Ryan McMaken of the Mises Institute put out a great piece yesterday4 also pinning much of the blame of this environment on protectionism … much better than I have. He points out the key fact that through the WIC program, the US government is subsidizing more than half of the formula used in the US.
“… funds are funneled to select corporations through programs that grant a formula company ‘the exclusive right to have its formula provided to WIC participants in the State.’ In practice, this means the largest companies with the most lobbyists are able to dominate the subsidized portion of the market. Since the subsidized portion of the market is so huge, that usually means those companies dominate the market overall. This makes it harder for newcomers to break into the market and offer any real competition. This means the marketplace becomes reliant on a small number of large firms.”

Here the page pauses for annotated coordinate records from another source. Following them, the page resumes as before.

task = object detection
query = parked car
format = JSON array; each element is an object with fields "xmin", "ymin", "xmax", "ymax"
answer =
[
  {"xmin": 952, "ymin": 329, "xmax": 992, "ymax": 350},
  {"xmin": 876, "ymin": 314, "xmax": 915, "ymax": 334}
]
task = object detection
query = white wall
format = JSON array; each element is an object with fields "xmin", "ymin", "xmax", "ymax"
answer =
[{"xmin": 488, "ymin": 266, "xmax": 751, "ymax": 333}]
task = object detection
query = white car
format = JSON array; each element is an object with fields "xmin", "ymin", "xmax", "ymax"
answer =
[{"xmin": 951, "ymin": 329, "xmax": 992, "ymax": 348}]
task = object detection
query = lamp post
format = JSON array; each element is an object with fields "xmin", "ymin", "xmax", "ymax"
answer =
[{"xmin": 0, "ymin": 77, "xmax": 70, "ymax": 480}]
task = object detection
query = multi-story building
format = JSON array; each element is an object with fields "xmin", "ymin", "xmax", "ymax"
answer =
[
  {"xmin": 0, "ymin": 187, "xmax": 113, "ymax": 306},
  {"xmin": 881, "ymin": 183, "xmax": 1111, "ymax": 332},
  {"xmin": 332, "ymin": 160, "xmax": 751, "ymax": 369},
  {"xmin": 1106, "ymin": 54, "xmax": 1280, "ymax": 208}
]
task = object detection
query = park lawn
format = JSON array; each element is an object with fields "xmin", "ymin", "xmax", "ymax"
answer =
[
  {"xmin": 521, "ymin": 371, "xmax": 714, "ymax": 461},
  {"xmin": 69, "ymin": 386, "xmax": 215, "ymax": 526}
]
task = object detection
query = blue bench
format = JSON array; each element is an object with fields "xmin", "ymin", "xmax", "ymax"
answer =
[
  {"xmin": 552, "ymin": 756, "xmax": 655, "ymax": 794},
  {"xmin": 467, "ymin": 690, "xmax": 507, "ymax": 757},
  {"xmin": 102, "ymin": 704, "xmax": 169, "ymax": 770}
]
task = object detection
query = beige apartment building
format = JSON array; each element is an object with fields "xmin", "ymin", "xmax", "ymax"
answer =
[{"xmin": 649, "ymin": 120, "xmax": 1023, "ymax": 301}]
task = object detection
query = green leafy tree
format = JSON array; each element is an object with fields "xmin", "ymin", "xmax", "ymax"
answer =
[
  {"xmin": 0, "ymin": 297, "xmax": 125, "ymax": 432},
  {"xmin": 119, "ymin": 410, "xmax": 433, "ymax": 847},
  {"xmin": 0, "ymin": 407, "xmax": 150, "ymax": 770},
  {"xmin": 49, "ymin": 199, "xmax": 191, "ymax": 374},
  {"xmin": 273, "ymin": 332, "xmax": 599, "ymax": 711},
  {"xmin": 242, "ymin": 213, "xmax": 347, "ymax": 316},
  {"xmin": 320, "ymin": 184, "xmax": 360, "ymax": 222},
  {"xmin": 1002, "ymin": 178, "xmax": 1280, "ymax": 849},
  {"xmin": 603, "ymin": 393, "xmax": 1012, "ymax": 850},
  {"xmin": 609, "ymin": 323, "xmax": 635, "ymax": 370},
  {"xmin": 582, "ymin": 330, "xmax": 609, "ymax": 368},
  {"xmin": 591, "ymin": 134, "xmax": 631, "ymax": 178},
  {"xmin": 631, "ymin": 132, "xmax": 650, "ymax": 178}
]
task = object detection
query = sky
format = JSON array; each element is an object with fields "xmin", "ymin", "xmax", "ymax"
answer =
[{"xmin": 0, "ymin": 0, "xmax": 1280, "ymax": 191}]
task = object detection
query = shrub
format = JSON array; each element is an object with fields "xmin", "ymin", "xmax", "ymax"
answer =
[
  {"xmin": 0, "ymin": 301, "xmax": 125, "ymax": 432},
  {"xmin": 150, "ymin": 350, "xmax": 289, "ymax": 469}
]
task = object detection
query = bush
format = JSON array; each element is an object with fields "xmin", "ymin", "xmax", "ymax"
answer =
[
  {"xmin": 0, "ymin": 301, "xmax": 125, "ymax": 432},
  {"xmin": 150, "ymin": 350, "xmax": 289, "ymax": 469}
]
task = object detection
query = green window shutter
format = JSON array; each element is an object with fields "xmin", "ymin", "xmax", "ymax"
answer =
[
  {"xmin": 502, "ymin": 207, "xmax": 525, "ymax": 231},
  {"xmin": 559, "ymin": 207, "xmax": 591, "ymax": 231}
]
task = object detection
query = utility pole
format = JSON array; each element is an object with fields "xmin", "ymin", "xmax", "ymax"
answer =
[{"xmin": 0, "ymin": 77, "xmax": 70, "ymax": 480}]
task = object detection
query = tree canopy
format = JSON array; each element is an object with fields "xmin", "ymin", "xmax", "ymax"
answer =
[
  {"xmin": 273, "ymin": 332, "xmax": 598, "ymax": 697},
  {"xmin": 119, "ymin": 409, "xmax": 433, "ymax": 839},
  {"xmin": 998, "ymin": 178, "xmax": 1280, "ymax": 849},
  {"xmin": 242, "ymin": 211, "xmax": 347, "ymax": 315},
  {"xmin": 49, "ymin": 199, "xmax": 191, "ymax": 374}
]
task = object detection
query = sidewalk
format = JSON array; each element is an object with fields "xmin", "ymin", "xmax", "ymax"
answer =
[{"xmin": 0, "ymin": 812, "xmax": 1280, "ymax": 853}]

Subsidies like this inflate the prices of infant formula and help solidify the market hold of these “select corporations.” Why would a corporation seek to compete in the market to provide affordable formula when the gravy train flows without effort? And how can a newcomer compete in such an environment? People wonder why there are only a handful of infant formula companies in the US.
This all reminds me of the time Senator Bernie Sanders, Mr. Progressive I might add, expressed his disgust with the fact that Americans can choose among an assortment of available deodorants at the grocery store:5
“You don’t necessarily need a choice of 23 underarm spray deodorants when children are hungry in this country.”
But, you see Bernie, when one of those deodorant companies goes down, you still have 22 others to choose from. That’s the beauty of the market. Children won’t go stinking, you see.
Now apply that logic to infant formula. Don’t we all wish right about now that we had more options available for infant formula? Children are literally going hungry, Senator Bernie, because of the lack of available market options.
The government’s protection of market monopoly is more important than babies’ hunger, you see. Price controls and import restrictions do not help the American people. No, no. On the contrary, they distort the market and help monopolize the same corporations the progressives claim to hate.